So this Robert Birrell guy was clearly a nerd of the highest order, and for his Master’s thesis, he actually built one of these things. The essay I read is a description of how it was built. It does contain a section of the Lovecraftian origin of the shape’s name, but math isn’t my strong point, and most of the document went completely over my head. I wanted to do a blog post about Yog-Sothoth, but the paper I had read didn’t really give me enough material. Birrell has no internet presence that I could find, but I did find another nerd who had built a model of the small inverted retrosnub isohoohoo. I emailed him and asked if anything eldritch or bizarre occured during its construction, but he didn’t respond. (I want to make it very clear that when I use the word “nerd”, I do so with sincere respect. These are great men.)

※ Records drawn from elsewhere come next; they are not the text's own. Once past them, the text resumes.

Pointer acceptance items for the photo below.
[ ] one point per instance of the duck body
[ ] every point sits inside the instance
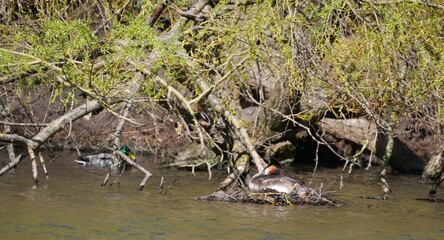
(104, 160)
(99, 160)
(269, 180)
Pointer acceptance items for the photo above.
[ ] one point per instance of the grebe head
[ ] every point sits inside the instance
(270, 170)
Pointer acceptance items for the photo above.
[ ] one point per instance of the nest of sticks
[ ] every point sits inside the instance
(311, 197)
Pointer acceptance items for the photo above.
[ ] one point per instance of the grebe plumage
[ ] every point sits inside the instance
(269, 180)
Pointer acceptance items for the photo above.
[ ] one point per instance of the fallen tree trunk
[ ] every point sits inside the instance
(365, 133)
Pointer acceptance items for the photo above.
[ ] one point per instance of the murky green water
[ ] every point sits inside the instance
(74, 206)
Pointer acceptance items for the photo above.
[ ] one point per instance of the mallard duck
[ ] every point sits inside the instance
(105, 159)
(269, 180)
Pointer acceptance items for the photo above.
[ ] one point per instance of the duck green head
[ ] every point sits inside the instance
(127, 151)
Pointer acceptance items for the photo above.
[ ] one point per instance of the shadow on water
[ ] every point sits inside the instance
(74, 206)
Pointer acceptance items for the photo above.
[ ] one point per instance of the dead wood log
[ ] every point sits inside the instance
(365, 133)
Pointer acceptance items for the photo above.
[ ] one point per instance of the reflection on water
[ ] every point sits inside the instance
(74, 206)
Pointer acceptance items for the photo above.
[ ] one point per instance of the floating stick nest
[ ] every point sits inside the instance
(311, 197)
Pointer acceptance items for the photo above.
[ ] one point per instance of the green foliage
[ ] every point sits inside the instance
(364, 56)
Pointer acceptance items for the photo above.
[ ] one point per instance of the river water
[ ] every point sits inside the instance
(73, 205)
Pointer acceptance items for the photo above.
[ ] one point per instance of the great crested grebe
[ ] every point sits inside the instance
(104, 159)
(269, 180)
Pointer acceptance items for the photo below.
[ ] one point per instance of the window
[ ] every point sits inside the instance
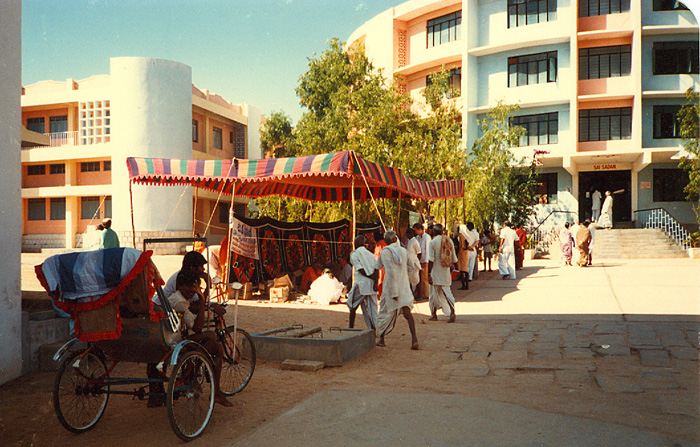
(239, 140)
(90, 166)
(223, 212)
(58, 208)
(58, 168)
(666, 123)
(58, 124)
(675, 58)
(444, 29)
(590, 8)
(36, 209)
(89, 208)
(529, 12)
(108, 207)
(669, 185)
(455, 81)
(35, 124)
(539, 129)
(532, 69)
(36, 170)
(668, 5)
(217, 138)
(605, 124)
(547, 188)
(604, 62)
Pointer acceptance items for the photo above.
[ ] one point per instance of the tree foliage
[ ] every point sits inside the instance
(498, 185)
(689, 118)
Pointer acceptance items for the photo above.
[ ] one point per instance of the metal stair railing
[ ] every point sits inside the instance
(661, 219)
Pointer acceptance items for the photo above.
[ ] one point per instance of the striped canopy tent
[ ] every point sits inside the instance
(325, 177)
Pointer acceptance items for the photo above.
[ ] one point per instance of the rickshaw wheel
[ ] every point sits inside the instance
(79, 393)
(237, 366)
(190, 399)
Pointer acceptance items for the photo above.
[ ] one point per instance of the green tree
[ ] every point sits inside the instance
(277, 136)
(499, 186)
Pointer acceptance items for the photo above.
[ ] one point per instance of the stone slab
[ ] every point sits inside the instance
(655, 357)
(617, 384)
(303, 365)
(684, 353)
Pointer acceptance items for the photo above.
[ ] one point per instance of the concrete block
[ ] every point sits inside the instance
(303, 365)
(333, 351)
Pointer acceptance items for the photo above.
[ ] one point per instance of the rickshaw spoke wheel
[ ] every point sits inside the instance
(79, 393)
(190, 397)
(239, 363)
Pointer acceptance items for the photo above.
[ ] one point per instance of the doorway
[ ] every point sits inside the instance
(606, 181)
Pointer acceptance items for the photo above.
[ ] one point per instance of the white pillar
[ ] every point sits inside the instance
(151, 108)
(10, 181)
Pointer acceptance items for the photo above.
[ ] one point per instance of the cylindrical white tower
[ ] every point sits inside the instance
(151, 108)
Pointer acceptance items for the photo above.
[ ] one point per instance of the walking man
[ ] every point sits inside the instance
(506, 261)
(396, 294)
(583, 240)
(441, 255)
(363, 292)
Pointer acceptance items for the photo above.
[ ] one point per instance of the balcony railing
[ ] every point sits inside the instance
(660, 218)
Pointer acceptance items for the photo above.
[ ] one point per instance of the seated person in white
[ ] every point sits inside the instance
(326, 289)
(193, 322)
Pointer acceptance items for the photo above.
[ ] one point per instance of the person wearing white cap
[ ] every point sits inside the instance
(108, 238)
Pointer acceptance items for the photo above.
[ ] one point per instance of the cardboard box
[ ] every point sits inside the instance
(279, 294)
(283, 281)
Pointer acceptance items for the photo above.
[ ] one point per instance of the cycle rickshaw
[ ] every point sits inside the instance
(108, 295)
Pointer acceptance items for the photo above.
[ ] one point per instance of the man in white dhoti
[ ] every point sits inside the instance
(441, 255)
(595, 208)
(363, 292)
(473, 241)
(506, 261)
(605, 220)
(396, 293)
(413, 248)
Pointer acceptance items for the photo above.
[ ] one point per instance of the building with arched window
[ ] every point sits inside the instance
(145, 107)
(598, 83)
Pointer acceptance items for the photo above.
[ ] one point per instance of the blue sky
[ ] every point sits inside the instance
(250, 51)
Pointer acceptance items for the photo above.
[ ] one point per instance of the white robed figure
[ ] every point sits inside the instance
(362, 293)
(396, 290)
(441, 255)
(605, 220)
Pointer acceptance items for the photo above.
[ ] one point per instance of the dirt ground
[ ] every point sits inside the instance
(27, 417)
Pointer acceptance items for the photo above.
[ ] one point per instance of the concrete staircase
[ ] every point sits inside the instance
(637, 243)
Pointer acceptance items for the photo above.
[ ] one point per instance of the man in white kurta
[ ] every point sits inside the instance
(362, 293)
(605, 220)
(506, 261)
(595, 207)
(473, 241)
(439, 263)
(414, 251)
(396, 293)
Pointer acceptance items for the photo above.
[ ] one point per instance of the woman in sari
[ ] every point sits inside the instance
(566, 243)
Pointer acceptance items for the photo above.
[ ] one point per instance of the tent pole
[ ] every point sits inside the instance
(133, 228)
(398, 218)
(194, 213)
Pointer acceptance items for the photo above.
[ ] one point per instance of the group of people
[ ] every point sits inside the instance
(394, 274)
(576, 243)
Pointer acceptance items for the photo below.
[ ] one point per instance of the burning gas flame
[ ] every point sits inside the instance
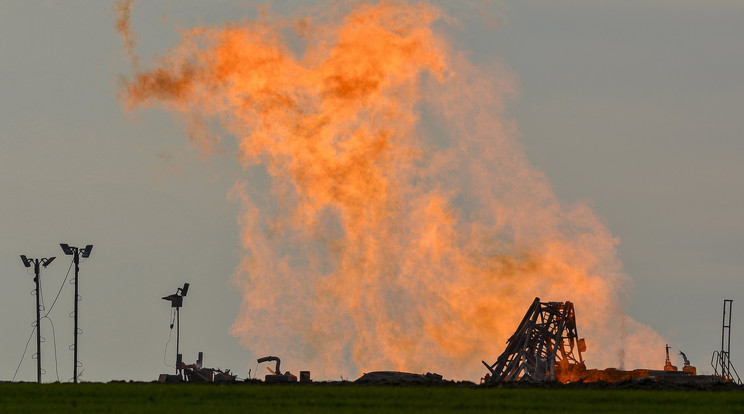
(404, 227)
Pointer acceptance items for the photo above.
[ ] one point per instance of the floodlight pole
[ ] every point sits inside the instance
(75, 253)
(76, 259)
(37, 274)
(178, 338)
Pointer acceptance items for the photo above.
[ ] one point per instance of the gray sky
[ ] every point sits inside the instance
(632, 106)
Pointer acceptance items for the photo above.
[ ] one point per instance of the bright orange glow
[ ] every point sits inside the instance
(404, 228)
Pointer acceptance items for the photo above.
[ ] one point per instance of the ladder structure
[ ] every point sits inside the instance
(546, 338)
(721, 360)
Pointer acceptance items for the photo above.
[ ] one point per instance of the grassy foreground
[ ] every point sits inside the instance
(319, 398)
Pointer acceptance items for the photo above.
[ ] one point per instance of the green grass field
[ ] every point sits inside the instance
(319, 398)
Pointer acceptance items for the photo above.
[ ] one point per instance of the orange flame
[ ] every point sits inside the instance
(404, 228)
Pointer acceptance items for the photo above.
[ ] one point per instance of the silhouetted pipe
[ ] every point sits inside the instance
(272, 358)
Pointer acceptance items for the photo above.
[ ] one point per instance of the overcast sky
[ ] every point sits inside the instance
(632, 106)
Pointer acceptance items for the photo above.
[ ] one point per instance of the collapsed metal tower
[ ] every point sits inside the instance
(721, 361)
(545, 339)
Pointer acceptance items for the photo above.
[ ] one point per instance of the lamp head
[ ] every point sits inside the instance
(66, 248)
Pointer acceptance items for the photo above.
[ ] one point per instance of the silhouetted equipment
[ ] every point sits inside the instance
(277, 375)
(37, 274)
(196, 372)
(176, 301)
(687, 367)
(76, 253)
(668, 363)
(721, 360)
(545, 340)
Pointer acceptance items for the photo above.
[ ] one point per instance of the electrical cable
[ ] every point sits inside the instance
(46, 315)
(60, 289)
(24, 351)
(54, 339)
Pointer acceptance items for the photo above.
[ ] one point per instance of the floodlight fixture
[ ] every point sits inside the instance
(87, 250)
(76, 252)
(66, 248)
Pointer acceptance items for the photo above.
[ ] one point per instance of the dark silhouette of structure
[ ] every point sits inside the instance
(545, 341)
(37, 275)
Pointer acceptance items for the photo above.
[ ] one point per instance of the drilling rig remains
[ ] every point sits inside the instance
(546, 347)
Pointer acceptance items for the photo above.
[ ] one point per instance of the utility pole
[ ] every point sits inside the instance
(76, 253)
(37, 273)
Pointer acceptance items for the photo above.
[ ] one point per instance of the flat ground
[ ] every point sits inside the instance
(341, 398)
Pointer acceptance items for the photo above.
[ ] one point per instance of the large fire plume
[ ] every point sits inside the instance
(403, 227)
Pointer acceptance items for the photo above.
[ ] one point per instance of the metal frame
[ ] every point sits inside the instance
(546, 336)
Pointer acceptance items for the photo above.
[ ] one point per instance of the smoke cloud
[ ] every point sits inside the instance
(389, 218)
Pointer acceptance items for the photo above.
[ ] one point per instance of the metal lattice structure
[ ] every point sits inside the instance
(721, 361)
(545, 338)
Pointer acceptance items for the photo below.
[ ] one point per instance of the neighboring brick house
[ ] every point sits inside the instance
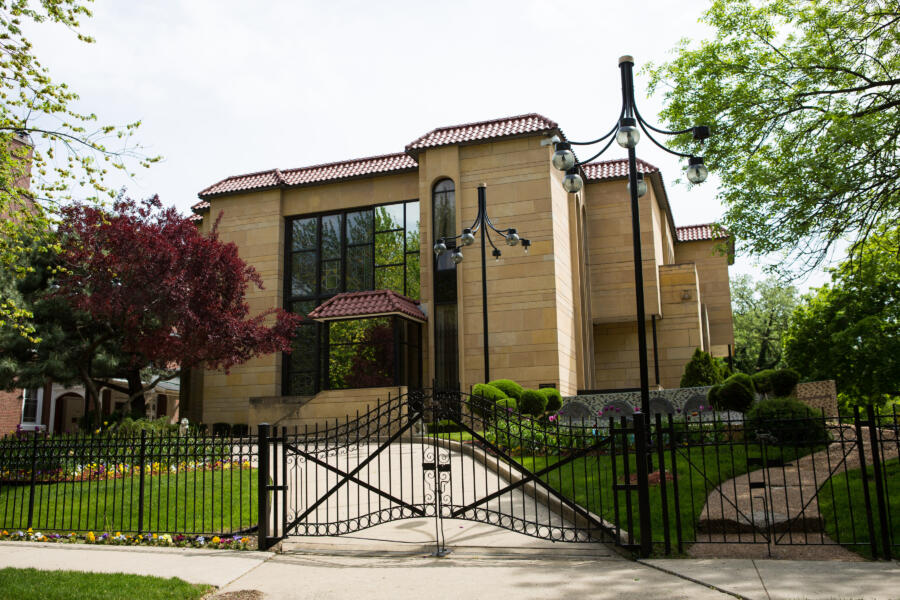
(562, 314)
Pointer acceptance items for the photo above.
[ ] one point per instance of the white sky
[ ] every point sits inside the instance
(226, 87)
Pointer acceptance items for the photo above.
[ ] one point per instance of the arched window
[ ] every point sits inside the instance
(446, 344)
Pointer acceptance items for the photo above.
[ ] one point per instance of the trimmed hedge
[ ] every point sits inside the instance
(532, 403)
(505, 404)
(554, 399)
(508, 387)
(701, 370)
(784, 381)
(735, 393)
(763, 381)
(788, 420)
(483, 397)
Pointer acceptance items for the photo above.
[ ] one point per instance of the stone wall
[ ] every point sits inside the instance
(821, 396)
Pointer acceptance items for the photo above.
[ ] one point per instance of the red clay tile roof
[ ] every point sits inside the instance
(347, 169)
(614, 169)
(699, 233)
(367, 304)
(483, 130)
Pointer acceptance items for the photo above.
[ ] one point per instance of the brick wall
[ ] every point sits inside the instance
(10, 411)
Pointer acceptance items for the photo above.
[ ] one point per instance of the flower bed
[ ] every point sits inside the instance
(95, 471)
(236, 542)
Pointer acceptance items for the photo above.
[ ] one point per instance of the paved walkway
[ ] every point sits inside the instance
(472, 574)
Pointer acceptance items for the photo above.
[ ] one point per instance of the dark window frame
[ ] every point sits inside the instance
(320, 343)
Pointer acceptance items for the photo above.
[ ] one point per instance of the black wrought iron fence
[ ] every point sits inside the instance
(146, 482)
(720, 479)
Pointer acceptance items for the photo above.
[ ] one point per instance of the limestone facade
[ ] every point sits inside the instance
(562, 314)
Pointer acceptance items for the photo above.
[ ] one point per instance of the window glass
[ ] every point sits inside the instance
(359, 268)
(331, 276)
(304, 234)
(331, 237)
(359, 227)
(389, 248)
(412, 226)
(303, 274)
(29, 406)
(361, 353)
(335, 253)
(389, 217)
(444, 209)
(389, 278)
(412, 276)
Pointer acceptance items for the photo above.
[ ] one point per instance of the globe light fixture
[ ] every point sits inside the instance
(572, 182)
(642, 185)
(628, 135)
(697, 171)
(626, 131)
(563, 159)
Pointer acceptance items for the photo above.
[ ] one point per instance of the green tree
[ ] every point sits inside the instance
(49, 150)
(803, 99)
(762, 311)
(849, 330)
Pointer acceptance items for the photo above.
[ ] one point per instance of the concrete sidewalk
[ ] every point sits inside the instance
(470, 575)
(789, 579)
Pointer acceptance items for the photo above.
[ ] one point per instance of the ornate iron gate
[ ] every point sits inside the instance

I went looking for more Yog-Sothothery, but most of the books containing that name in the title are manuals for role playing games. I came across references to a grimoire named Liber Yog-Sothoth, but only a few copies were ever printed. The author, John Coughlin uploaded a pdf version of the central rite of the text, and that is freely available online. I read through it, and in honesty, it seemed as incomprehensible to me as the paper on geometry. The description of the rite is mostly limited to its script, and although I now know the basic steps of the ritual, I’m not really sure of the purpose behind it. The idea of summoning Yog-Sothoth is pretty cool, but what am I going to do with him when he shows up?

K’aem’nhi kh’rn K’aem’nhi kh’r K’aem’nhi kh’rmnu.

I was intrigued by this bizarre text, and I decided to further investigate the author. I found that he had written another book on Lovecraftian magic, and although physical copies are equally as scare, a pdf of this one, A Cthulhian Grimoire of Dream Work, was floating around online. I had to read it.

A Cthulhian Grimoire of Dream Work

Waning Moon Publications – 2006

Last year, I read a grimoire called Gravelording. It was a bizarre book that described how a person would bring themselves closer to death so that they would have any easier time speaking to spirits in a graveyard. It was ludicrously silly, and it wasn’t until after finishing the book that I realised it was inspired by a novel written for children. The basic idea was that to communicate with dead people, you first have to almost kill yourself by starving yourself and going without sleep. I was reminded of this book when I started reading Coughlin’s A Cthulhian Grimoire of Dream Work because Coughlin’s work gives almost the exact opposite advice.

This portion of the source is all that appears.